I'm in my bank a couple of times a month and one of the tellers is at war with me. I'm not sure if she just doesn't like me, if she doesn't like men, or if she doesn't like her job. Or maybe she likes it too much and she is on some kind of power trip. Regardless, I feel like I am being harassed.

A typical transaction goes this way:

I have a check for around $2,000. I usually keep a couple of hundred out and deposit the rest. I smile, hand her the deposit slip, say "I'd like to make a deposit.", I endorse the check in front of her, and hand her the check.

Then she takes forever looking at everything, checks something in her computer, looks at everything again, turns to me and asks me for some ID. EVERY TIME!

This time I said, "I have an account here."

"I know that, sir, but I don't know you."

"I'm the guy you do this to every time I come in here." I replied.

"I don't know who you are, sir."

"What's the difference? You have an account number and my signature on file."

"This might not be your account" she answered.

"So, you think I might be trying to fraudulently deposit $1,800 into someone else's account?" I asked.

She looked momentarily confused then said, "It could be someone else's check."

"With my name on it, that matches the name on my bank account. I signed it in front of you and you have my signature on file in that computer, which you already checked." I clarified.

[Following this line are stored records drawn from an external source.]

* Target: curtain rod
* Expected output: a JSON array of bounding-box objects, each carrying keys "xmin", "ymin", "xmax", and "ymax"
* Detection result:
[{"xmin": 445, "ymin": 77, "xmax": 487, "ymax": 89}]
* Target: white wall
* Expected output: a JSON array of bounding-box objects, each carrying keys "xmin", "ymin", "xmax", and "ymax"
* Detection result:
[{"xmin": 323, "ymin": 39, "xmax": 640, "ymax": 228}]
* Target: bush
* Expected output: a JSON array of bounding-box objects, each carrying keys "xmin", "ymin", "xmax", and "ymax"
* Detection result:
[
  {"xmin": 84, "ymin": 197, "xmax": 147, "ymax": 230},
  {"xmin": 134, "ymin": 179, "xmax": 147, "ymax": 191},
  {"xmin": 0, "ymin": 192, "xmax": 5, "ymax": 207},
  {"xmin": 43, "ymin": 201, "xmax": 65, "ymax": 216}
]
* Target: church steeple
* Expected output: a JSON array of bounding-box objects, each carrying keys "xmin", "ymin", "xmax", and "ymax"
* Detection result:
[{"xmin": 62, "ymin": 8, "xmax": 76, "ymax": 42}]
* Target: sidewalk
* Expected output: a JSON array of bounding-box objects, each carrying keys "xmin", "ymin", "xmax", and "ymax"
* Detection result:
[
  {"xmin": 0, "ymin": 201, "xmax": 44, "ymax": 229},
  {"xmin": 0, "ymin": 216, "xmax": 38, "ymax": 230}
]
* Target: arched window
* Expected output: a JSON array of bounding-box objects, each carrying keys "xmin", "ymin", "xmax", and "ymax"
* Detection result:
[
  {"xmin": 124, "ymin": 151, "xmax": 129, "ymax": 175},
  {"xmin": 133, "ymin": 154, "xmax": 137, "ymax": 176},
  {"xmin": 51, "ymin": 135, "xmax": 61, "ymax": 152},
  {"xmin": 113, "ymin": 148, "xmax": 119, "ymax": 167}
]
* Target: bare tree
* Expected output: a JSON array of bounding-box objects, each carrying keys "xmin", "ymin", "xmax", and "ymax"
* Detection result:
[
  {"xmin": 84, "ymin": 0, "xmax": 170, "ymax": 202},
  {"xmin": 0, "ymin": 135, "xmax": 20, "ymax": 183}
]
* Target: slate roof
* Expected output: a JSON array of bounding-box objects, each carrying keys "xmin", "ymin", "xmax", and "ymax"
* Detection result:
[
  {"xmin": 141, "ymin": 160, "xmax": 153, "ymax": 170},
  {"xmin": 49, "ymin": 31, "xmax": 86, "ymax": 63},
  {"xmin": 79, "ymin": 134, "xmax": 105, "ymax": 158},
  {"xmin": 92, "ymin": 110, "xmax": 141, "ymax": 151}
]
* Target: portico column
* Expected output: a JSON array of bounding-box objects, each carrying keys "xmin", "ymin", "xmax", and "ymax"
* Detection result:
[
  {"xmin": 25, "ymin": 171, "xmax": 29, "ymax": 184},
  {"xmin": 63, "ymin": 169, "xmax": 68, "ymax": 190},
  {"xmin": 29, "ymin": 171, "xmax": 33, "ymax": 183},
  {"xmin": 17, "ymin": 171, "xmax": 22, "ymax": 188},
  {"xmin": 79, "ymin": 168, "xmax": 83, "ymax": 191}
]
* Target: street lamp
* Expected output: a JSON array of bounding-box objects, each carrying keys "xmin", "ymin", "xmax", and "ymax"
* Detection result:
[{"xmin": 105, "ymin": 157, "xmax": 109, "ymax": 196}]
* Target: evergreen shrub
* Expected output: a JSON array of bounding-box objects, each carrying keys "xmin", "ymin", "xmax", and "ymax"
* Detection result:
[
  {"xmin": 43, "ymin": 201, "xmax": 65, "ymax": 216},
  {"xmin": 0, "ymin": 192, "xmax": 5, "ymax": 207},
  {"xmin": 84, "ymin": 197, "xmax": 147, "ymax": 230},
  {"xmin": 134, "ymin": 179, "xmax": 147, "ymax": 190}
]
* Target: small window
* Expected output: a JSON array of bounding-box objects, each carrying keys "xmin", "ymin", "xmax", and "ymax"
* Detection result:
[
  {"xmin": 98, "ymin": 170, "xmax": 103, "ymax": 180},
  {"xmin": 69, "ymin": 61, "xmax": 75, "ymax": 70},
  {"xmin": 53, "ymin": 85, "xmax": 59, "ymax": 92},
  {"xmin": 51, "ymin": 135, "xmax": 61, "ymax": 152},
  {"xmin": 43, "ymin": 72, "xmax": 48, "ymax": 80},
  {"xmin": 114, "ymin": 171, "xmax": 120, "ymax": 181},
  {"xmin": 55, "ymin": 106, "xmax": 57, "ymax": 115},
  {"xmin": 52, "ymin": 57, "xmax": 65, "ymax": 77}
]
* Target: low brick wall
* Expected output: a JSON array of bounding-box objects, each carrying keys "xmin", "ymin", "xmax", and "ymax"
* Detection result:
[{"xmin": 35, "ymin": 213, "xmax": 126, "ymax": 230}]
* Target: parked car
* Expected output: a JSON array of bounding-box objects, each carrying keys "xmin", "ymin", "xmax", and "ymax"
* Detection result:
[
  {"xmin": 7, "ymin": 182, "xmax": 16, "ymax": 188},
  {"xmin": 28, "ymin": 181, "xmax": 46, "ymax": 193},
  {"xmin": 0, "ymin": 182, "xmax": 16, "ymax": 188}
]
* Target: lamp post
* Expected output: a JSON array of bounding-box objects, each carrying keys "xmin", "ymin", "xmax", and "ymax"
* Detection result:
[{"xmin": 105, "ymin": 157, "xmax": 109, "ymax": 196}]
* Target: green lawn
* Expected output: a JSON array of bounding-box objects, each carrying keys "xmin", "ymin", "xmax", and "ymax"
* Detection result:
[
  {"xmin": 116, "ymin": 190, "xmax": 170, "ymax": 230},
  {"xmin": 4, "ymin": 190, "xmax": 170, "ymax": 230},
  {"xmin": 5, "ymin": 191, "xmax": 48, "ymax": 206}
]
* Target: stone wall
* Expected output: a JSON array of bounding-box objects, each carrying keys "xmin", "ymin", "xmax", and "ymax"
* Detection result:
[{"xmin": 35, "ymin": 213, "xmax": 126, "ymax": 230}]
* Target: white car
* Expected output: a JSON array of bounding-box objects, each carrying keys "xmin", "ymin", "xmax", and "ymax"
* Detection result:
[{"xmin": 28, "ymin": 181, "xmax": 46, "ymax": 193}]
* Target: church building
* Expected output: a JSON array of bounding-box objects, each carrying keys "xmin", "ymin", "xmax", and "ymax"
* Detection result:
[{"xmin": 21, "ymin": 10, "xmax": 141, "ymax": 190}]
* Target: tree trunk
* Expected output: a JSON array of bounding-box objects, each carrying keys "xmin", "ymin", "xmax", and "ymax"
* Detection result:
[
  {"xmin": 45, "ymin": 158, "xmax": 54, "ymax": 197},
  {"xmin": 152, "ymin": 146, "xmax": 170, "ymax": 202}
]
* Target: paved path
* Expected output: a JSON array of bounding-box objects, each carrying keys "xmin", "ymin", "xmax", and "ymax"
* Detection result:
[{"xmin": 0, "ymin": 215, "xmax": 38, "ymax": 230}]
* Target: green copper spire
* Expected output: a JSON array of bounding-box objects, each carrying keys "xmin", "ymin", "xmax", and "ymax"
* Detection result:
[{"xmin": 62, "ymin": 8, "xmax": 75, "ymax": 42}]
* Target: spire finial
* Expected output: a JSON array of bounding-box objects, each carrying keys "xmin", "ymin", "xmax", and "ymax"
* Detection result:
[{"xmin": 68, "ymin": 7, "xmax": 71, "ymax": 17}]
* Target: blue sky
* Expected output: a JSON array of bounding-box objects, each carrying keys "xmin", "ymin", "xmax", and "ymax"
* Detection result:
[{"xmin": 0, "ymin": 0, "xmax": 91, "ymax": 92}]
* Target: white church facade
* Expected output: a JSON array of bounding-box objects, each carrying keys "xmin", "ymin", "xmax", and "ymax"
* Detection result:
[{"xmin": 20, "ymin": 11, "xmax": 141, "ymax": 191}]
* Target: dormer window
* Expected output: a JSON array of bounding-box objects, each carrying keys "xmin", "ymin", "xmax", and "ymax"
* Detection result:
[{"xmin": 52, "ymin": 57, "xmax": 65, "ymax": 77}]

She stared at me, eyes flashing, then stubbornly said, "I need to see some ID"

I sighed heavily, removed my wallet, took my driver's license from the plastic window and handed it to her.

She smugly took it and began inspecting it like a Gestapo agent at the Swiss border. Finally she hands it back to me and makes a miniscule note on what appeared to be a piece of scrap paper.

I thought, "What the Hell" and asked, "If I was the master criminal that you seem to think I am, wouldn't I have false ID?"

"This is why we have to check so carefully." she said.

"Just in case, THIS TIME, I screw up and give you my REAL ID?"

She ignored my question and asked, "Do you want this in twenties or bigger bills?"

"Twenties are fine." I mumbled.

The hell of it is, I left the bank knowing that she would check my ID the next time I saw her.

You know, I've been thinking. Maybe I shouldn't bank where my wife works.